Content
Definition of Ready
Purpose
In order for the Team to be able to accept a User Story into development, the given User Story needs to be:
- Clear
- The Why: Why are we doing this? What is the expected business outcome?
- The Who: Who will benefit from having this User Story completed? What are the User Roles, User Types or User Personas that will benefit from User Story?
- The What: What are we actually going to implement? What is the behavior of the system once the User Story has been completed?

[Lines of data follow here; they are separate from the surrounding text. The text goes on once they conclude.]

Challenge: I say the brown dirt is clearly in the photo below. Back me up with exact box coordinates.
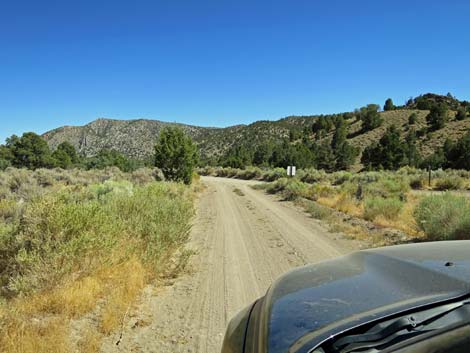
[102,177,359,353]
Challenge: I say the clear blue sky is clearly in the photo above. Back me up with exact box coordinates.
[0,0,470,141]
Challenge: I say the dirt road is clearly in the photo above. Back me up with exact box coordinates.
[103,177,355,353]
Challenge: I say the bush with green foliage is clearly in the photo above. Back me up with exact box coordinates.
[414,193,470,240]
[426,104,449,131]
[434,176,464,191]
[384,98,395,112]
[0,168,193,297]
[155,127,198,184]
[364,197,404,221]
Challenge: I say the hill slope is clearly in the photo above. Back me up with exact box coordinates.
[43,100,470,159]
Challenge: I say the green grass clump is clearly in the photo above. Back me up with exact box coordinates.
[414,193,470,240]
[364,197,404,221]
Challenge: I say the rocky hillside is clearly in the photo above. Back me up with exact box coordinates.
[43,94,470,159]
[43,119,296,159]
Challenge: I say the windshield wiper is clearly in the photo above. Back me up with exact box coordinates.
[333,300,470,353]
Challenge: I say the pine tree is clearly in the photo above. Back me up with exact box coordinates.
[155,127,198,184]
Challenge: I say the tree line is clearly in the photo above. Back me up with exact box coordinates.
[0,127,199,184]
[0,132,149,172]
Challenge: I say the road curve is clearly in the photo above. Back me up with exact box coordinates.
[102,177,360,353]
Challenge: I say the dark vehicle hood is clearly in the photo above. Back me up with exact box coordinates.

- The How: How is the feature going to look like (UI/UX)? How are we going to implement this (Architecture & Design)?
- Testable
- The User Story needs to enable effective means for the validation and acceptance of the functional and non functional requirements. The User Story must allow the team to identify the types of testing to be performed (unit testing, acceptance testing, security testing, etc).
- Feasible
- The user story should be in line with project priorities
- The user story should be realistic and simple enough to be completed in one sprint
- The user story should be immediately actionable with no prior incomplete dependencies
Criteria
With the above in mind, defined below is the Definition of Ready:
- Feature is in line with the functional requirements
- User story should be clearly defined, testable and feasible
- The User story should be assigned to the parties responsible and these should be clearly defined and communicated to these parties.
- Feature has been agreed upon by relevant stake holders
- Acceptance criteria has been fully defined
- Reviewer has been identified and added in the acceptance criteria
- The non functional requirements should be defined and noted:
- Reliability
- Availability
- Observability
- Security
- Deployment and performance
- Maintainability
- The user stories should be weighed and assigned the proper story points
- The value to the business should be straight forward and agreed upon with the product owner
- The User Story needs to have team-validated User Interface & Experience artifacts
- The User Story needs to have team-validated Architecture & Design artifacts
- All dependencies of the user story should be defined and marked as complete.
Definition of Done
Purpose
The Definition Of Done establishes the acceptance criteria for the User Story deliverables, not just from the functional & non-functional compliance perspective but also from the perspective of the development process, artifacts and quality checks performed.
In order for the Product Owner to accept a user story as completed, the below items must be checked off:
- Code is checked in to the main branch and not on a repository branch or local machine
- The code should have been peer reviewed using a git-based Pull Request with the below rules:
- The code has been reviewed by at least one senior team member
- The issues raised by the reviewer have been addressed
- The code should have gone through a static code analysis (Sonar, TS Lint) and issues raised have been addressed
- The source code has been integrated into the Continuous Integration, Delivery & Deployment pipelines and all builds /releases are passing
- The source code has the proper Testing Coverage (according to expectations set, according to the Definition of Ready)
- All build, deployment and configuration changes are implemented, documented and communicated to the entire team
- Relevant diagrams or other types of documentation artifacts are updated in Open Project or Microsoft Teams
- All activities have been defined as sub-tasks and the time has been tracked/ logged in Open Project
- All subtasks are closed with the remaining time set to 0
- Feature has been ok'd by all relevant stakeholders.